Geistlich has received MDR (Medical Device Regulation) certification from TÜV SÜD Product Service GmbH for its established product lines of Geistlich Bio-Gide®, Geistlich Fibro-Gide® and Geistlich Mucograft®, fulfilling the new EU regulations. Despite the increased and more demanding quality and evidence requirements of the MDR, all indications for these products, which include a variety of regenerative procedures, have been confirmed. Doctors can therefore rely on a complete range of collagen products that meet their high standards of quality and therapeutic safety.
Pioneer in medical regeneration, extended range of indications
Geistlich Fibro-Gide® is the first non-active class III medical device of animal origin to be certified according to MDR by TÜV SÜD Product Service GmbH. The MDR certification for Geistlich Mucograft®, which is now also approved for indications outside the mouth in the facial area, is particularly pleasing.
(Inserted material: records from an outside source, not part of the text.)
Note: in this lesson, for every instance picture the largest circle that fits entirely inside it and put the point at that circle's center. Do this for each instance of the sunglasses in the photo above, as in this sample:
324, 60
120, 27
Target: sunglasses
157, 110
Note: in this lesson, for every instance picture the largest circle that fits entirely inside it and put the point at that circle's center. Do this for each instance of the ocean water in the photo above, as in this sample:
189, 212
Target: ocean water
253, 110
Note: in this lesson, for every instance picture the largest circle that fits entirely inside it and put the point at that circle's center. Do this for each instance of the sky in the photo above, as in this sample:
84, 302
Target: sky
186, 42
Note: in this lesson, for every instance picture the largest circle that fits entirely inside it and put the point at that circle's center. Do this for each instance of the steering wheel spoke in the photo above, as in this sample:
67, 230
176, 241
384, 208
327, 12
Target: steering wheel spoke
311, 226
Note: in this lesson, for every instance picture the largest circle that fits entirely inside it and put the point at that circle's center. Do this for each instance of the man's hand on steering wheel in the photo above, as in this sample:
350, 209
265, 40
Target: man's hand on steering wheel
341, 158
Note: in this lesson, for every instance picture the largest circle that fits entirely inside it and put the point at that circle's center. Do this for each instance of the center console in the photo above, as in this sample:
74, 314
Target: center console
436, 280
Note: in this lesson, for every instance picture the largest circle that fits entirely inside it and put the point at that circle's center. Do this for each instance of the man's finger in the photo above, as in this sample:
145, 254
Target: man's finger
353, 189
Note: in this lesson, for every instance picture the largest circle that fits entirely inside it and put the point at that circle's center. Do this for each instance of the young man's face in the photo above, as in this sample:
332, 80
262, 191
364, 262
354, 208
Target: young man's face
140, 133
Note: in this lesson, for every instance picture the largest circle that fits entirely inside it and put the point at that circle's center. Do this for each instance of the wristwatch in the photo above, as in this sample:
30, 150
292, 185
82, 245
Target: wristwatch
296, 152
Commitment to the highest quality standards and patient safety
Diego Gabathuler, CEO, says: “With the MDR certification, long before the official transition period ends, we underline our commitment to the highest quality standards and patient safety, which we share together with doctors.” With its four subsidiaries and numerous sales partners in Europe, Geistlich has been committed to the well-being of patients on the continent for decades and is driving medical regeneration forward.